US team chief hard put to clean up country's image
WASHINGTON — The Earth Summit convened on Wednesday with the head of the United States delegation having the most difficult task of cleaning up his country’s image.
The US has found itself isolated increasingly in the weeks before the summit, the result of its positions on key issues to be agreed upon at the summit.
Delegates and environmentalists have criticized President George Bush widely for watering down the global-warming treaty that is to be signed at the summit and for refusing to sign another that would protect the planet’s animals and plants.
On the summit’s opening day, Mr William Reilly, the head of the US Environmental Protection Agency who is leading the US delegation, said that facing the barrage of criticism had been a "character-building" experience for him.

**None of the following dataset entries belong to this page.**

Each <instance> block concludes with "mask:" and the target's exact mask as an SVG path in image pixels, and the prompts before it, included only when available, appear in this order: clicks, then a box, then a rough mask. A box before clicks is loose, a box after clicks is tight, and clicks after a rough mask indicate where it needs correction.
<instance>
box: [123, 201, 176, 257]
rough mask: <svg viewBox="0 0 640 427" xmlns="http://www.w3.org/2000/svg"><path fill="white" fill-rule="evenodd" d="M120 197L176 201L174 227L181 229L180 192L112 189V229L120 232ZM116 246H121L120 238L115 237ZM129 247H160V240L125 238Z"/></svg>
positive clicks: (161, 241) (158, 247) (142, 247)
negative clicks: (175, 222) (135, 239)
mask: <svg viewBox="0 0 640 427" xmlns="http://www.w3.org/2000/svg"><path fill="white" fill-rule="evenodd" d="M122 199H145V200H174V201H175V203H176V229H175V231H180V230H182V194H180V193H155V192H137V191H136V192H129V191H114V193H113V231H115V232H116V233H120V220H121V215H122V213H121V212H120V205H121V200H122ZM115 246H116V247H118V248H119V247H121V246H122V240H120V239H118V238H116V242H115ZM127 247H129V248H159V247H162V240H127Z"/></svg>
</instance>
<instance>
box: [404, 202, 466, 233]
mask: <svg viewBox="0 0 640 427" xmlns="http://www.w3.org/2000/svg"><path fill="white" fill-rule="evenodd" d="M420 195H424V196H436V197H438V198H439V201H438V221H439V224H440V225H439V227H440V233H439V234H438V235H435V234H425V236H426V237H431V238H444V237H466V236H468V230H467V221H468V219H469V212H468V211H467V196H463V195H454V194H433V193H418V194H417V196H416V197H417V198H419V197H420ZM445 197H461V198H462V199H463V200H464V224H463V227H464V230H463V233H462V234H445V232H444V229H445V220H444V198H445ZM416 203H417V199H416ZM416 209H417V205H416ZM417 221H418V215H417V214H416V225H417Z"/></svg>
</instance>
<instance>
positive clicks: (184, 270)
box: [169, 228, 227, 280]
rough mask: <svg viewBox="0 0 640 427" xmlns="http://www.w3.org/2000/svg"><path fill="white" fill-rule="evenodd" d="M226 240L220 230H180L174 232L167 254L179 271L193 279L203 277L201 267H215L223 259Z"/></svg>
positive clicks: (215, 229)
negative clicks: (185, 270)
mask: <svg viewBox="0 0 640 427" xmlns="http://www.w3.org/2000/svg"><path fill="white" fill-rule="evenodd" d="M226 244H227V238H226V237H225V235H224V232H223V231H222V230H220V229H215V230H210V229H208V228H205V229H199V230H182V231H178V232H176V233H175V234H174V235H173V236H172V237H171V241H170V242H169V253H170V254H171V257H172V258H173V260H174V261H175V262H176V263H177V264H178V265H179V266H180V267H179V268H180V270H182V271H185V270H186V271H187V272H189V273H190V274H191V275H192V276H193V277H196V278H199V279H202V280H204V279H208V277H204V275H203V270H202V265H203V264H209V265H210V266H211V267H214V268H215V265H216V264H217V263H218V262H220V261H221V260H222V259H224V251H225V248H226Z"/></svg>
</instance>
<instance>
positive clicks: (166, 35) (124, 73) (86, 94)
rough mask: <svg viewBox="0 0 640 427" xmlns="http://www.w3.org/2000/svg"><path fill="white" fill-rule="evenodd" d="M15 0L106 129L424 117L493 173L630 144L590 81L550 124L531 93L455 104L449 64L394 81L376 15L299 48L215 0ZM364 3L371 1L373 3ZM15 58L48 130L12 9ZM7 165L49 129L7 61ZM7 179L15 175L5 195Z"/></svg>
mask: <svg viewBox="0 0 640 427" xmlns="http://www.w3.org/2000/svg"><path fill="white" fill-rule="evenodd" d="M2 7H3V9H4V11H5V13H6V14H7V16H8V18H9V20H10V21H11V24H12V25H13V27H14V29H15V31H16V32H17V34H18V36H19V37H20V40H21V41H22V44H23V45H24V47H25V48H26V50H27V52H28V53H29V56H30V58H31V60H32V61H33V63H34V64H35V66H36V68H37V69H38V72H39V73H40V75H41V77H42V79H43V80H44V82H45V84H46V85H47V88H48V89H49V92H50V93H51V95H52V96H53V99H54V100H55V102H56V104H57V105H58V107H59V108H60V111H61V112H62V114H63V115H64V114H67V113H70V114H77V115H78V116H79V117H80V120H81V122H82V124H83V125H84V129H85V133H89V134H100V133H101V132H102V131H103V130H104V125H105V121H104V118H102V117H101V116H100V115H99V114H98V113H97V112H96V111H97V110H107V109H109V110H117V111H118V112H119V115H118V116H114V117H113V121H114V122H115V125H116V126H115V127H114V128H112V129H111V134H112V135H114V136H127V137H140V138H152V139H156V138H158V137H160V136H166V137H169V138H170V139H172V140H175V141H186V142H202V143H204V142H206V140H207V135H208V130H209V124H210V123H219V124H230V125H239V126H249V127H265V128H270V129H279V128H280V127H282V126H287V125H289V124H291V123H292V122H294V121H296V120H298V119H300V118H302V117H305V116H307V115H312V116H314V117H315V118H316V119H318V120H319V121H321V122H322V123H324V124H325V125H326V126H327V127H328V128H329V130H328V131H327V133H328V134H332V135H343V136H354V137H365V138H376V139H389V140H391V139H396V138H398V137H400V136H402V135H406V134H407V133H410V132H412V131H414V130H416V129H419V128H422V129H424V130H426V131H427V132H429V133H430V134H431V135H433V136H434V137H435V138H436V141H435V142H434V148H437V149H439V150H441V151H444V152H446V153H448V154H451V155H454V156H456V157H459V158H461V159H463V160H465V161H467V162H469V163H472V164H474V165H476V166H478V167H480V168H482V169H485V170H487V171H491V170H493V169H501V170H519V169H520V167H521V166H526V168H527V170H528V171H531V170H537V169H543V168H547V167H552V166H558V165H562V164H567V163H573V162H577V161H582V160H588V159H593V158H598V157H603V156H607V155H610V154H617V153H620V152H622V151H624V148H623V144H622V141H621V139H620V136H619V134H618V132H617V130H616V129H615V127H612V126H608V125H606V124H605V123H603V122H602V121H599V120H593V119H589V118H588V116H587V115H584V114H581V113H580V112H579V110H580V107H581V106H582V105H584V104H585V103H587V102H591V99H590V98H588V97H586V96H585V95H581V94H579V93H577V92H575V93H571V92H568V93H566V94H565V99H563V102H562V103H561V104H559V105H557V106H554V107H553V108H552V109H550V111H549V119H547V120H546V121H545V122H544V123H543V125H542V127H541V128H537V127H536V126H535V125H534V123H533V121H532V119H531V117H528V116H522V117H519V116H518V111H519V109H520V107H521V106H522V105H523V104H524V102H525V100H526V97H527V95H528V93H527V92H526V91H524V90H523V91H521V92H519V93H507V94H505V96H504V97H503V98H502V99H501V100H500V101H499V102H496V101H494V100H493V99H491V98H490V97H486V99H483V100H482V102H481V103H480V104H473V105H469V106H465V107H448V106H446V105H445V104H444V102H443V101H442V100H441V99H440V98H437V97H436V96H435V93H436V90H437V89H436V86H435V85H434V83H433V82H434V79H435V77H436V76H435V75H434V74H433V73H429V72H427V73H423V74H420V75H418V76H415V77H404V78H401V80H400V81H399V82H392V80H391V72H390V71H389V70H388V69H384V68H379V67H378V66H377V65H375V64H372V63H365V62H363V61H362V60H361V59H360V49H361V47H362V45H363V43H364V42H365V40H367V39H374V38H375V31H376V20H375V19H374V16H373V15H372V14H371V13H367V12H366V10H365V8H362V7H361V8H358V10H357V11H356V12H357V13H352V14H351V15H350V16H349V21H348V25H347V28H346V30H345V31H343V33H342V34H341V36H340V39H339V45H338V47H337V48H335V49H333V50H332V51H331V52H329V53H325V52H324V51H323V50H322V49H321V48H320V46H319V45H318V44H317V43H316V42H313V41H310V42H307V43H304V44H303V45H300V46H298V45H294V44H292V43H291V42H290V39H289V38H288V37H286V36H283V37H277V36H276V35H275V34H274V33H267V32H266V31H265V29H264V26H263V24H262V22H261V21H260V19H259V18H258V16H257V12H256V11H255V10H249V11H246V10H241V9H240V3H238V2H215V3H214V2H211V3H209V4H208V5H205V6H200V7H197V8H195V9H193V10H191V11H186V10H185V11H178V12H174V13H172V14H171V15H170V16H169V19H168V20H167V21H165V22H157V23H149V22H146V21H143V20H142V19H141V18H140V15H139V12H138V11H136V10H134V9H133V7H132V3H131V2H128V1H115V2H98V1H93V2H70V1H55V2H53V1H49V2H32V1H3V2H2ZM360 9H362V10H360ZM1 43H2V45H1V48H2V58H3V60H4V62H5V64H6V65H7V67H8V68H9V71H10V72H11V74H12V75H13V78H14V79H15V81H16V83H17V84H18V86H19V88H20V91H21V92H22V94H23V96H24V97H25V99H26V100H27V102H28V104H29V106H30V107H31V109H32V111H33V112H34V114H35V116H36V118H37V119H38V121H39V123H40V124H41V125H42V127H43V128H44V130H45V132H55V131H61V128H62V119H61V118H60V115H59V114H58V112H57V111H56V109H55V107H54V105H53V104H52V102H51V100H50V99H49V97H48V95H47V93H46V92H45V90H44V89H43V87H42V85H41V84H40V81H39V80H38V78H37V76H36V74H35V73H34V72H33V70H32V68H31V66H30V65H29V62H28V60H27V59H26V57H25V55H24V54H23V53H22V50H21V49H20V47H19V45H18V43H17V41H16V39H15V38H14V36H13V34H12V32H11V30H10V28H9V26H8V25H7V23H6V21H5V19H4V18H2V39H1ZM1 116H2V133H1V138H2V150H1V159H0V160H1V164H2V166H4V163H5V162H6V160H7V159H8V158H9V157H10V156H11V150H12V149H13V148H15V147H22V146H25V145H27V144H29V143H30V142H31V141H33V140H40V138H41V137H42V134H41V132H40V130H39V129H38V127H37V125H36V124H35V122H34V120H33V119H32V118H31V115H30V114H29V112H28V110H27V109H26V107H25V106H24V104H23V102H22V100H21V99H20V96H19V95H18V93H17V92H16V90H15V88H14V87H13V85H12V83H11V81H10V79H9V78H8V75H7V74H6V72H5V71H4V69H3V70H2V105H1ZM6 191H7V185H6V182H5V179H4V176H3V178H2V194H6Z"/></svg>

In a formal address to the summit, he tried to deflect criticism of the US by holding up his country’s successes in preserving the environment as well as its failures as examples to be examined by other nations.
"Our pollution levels of air and water are sharply down compared with 20 years ago, even as our economy has grown. Many of our rivers run cleaner now than they have at any time in the past 100 years," Mr Reilly said.
But he noted that America’s failures could also be instructive.
"We offer our mistakes, in contaminating large numbers of sites with hazardous waste, waste that we are now cleaning up at tremendous expense."
At a news conference later, he spoke about Monday’s initiative by the White House to boost funding for forest conservation in developing countries by US$150 million (S$243 million).
It might not seem like a lot in comparison with other countries, he said, but "it’s all we have in a year of Budget problems". — Reuter, AP, UPI.